IMDB movie review classification problem: sequence to class

## Pre process the data

In [13]:
from keras.datasets import imdb
from keras.preprocessing import sequence

max_features = 10000
maxlen = 500
batch_size = 32

print('Loading data...')
(input_train, y_train), (input_test, y_test) = imdb.load_data(
     num_words=max_features)
print(len(input_train), 'train sequences')
print(len(input_test), 'test sequences')



Loading data...
25000 train sequences
25000 test sequences


By downloading the data, we get 250000 examples of movie reviews but each example as a differente size, so we use sequence.pad_sequences in order to obtain all examples the same size. The input to the network has the size (sequences, timesteps,features), where ``sequences`` is the number os examples, `timesteps` is the number of measurments obtained in each sequence and `features` is the number os variables in each timestep.

In [20]:
print('Pad sequences (samples x time)')
input_train = sequence.pad_sequences(input_train, maxlen=maxlen)
input_test = sequence.pad_sequences(input_test, maxlen=maxlen)
print('input_train shape:', input_train.shape)
print('input_test shape:', input_test.shape)

Pad sequences (samples x time)
input_train shape: (25000, 500)
input_test shape: (25000, 500)


In [6]:
from keras.layers import Dense, Embedding, SimpleRNN
from keras.models import Sequential

model = Sequential()
model.add(Embedding(max_features, 32))
model.add(SimpleRNN(32))
model.add(Dense(1, activation='sigmoid'))

model.compile(optimizer='rmsprop', loss='binary_crossentropy', metrics=['acc'])
history = model.fit(input_train, y_train,
                    epochs=10,
                    batch_size=128,
                    validation_split=0.2)

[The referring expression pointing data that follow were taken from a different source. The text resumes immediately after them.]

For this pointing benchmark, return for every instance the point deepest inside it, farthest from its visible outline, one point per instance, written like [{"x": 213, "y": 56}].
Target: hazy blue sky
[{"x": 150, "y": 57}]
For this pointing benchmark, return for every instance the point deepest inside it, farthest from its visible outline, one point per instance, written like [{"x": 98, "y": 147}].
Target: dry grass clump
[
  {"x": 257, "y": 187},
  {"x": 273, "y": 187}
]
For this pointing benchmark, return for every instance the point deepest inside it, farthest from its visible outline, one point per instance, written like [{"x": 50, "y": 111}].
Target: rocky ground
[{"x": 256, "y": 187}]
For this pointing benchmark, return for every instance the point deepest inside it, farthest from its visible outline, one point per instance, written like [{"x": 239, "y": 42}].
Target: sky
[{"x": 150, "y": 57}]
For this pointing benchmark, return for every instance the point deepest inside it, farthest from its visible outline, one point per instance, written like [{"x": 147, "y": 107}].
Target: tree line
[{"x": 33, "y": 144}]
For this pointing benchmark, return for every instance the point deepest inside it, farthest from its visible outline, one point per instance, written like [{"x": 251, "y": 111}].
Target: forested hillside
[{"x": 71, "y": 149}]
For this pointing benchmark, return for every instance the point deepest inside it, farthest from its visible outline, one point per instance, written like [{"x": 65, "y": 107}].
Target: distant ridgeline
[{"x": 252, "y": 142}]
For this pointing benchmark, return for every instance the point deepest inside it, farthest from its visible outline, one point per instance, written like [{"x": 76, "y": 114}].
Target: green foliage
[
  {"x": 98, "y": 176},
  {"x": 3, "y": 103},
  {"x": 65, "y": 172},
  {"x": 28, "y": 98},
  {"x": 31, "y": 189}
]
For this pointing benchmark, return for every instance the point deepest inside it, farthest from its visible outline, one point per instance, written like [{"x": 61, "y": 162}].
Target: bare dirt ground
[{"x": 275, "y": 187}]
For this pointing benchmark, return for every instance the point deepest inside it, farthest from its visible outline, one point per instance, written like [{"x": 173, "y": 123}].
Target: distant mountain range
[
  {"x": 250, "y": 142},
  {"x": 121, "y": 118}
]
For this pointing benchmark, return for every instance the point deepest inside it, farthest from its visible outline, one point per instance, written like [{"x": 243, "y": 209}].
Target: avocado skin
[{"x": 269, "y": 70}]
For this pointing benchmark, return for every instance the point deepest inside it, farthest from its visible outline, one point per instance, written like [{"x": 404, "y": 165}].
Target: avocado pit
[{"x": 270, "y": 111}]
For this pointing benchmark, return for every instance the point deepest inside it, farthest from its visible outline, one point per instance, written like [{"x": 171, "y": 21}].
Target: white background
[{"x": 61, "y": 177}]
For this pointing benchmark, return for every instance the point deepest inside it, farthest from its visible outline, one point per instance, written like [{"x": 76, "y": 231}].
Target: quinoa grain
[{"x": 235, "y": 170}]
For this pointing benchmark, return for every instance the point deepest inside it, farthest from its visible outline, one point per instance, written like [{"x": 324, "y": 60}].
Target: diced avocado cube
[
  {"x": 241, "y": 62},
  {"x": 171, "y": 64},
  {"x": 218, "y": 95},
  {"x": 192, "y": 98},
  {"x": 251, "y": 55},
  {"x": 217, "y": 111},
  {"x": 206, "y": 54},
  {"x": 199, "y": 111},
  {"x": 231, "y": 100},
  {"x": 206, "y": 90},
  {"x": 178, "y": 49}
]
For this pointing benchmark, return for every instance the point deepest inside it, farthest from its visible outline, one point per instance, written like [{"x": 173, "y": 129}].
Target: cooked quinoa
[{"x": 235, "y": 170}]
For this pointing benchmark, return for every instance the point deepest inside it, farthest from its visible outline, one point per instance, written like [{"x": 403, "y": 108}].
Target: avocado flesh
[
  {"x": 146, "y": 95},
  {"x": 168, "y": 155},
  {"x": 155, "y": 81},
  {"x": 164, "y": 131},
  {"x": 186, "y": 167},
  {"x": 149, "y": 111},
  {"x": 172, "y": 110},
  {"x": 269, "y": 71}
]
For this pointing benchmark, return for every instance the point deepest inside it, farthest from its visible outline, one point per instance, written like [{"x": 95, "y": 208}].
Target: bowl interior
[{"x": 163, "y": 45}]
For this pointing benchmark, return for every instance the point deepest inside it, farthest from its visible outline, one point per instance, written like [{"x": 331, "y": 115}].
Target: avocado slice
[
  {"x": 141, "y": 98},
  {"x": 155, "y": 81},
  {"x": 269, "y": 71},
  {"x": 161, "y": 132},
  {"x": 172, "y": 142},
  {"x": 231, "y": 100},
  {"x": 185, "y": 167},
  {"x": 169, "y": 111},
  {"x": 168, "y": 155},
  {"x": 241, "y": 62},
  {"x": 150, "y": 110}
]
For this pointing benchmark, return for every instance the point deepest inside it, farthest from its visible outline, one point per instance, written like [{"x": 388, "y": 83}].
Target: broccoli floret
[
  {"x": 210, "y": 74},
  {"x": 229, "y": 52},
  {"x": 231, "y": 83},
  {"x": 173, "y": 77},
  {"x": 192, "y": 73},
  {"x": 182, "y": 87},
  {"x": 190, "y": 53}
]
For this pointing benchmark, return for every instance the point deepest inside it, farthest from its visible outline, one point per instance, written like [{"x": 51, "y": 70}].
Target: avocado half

Train on 20000 samples, validate on 5000 samples
Epoch 1/10
Epoch 2/10
Epoch 3/10
Epoch 4/10
Epoch 5/10
Epoch 6/10
Epoch 7/10
Epoch 8/10
Epoch 9/10
Epoch 10/10


The first naive approach to this dataset got you to a test accuracy of 88%. Unfortunately, this small recurrent network doesn’t perform well compared to this baseline (only 85% validation accuracy). Part of the problem is that your inputs only consider the first 500 words, rather than full sequences—hence, the RNN has access to less information than the earlier baseline model. The remainder of the problem is that SimpleRNN isn’t good at processing long sequences, such as text. Other types of recurrent layers perform much better. 

Also, in this example we are only trying to predict the class of each movie review, we are not trying to predict any value into the future.